書店さんも「やっぱり1冊引っ張ってくれるのがあると、気分が全然違うよね」と話されるようにうれしそう。それにしてもエッセイが売れない昨今、これがベストセラーになるというは、依然強力な村上春樹人気を証明しているのだろう。まさに文芸書業界では、神様仏様村上春樹様って感じか。できることなら、本の雑誌社からも本を出してくれないかなぁ。そのためだったら発行人の浜本も走るのではなかろうか。

また『ザ・シークレット』ロング・バーツ(角川書店)も海外で800万部も売れているとかで、書店さんは『ダ・ヴィンチ・コード』の再来か、なんて期待を寄せている。何部発注すればいいかなぁ…なんて相談されたが、そんなこと二桁の注文しかいただいたことのない僕には到底わからない。

上陸といえば、来月は「ミシュラン」日本版が発売で、こちらもとある書店さんで、4桁の発注でも足りないかも…なんて心配されるほどの大物。これが出たあとは料理書の本もミシュランで三つ星シェフの料理ブックとかいっぱい出るのかな。
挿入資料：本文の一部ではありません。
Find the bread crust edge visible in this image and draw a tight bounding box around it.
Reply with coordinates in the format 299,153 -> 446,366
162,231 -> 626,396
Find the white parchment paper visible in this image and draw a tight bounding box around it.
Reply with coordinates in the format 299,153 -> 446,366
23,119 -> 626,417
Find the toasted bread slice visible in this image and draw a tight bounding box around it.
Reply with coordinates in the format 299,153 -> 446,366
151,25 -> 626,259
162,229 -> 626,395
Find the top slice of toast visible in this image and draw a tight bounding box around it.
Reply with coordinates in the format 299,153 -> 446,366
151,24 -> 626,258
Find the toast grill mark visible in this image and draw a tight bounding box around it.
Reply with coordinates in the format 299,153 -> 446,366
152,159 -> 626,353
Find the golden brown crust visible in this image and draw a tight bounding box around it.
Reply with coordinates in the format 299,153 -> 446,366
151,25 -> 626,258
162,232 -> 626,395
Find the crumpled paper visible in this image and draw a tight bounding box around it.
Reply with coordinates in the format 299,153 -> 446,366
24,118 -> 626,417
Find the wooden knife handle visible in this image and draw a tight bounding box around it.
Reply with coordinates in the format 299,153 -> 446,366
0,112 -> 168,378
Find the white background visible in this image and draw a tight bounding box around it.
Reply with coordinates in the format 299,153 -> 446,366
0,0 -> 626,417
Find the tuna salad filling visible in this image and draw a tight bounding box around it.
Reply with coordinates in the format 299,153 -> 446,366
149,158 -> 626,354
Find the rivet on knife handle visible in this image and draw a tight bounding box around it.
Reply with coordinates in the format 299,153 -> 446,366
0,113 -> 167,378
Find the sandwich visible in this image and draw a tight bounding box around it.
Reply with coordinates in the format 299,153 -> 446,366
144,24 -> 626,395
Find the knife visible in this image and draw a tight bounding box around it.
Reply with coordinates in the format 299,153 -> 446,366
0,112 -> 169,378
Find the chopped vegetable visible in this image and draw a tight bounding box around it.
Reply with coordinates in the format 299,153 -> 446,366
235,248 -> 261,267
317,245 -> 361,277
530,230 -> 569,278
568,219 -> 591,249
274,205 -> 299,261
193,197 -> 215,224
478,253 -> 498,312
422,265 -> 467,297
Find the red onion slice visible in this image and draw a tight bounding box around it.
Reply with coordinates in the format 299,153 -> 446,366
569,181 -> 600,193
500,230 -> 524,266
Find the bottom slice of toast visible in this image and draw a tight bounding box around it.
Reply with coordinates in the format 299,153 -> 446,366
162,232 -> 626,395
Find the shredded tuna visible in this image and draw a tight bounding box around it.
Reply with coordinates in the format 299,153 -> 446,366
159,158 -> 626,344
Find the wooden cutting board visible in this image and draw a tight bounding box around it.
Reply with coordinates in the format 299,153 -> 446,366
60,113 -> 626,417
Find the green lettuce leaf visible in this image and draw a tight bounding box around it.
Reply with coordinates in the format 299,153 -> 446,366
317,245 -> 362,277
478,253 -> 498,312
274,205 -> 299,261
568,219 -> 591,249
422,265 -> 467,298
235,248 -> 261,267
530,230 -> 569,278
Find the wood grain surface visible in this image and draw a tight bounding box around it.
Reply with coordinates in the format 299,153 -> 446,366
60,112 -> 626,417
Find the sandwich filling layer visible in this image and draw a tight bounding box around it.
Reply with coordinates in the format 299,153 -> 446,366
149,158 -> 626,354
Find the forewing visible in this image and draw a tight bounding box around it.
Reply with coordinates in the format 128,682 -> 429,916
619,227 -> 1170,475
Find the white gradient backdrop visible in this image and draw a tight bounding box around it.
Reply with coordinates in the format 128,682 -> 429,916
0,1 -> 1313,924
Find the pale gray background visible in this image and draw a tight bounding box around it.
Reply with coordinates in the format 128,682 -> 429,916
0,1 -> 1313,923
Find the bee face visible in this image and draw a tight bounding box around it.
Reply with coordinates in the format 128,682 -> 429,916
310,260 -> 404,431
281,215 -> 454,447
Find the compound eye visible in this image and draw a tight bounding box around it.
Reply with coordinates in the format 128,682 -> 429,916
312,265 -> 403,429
思わず会社に帰って「本屋ミシュラン」とか「作家ミシュラン」とか「書評家ミシュラン」とか作りましょうよと企画を出したが一切無視されてしまった。

それにしても年末を控え、書店さんは強力な新刊を前に、ドキドキしている様子。そういうなかを営業で廻るチビ出版社の営業も何だか楽しくなってくる。やっぱり本が売れるってうれしい。うちの『翻訳文学ブックカフェ2』とこれから出る沢野さんの画集『スケッチブック』も売れてくれると、よりうれしいんだけど。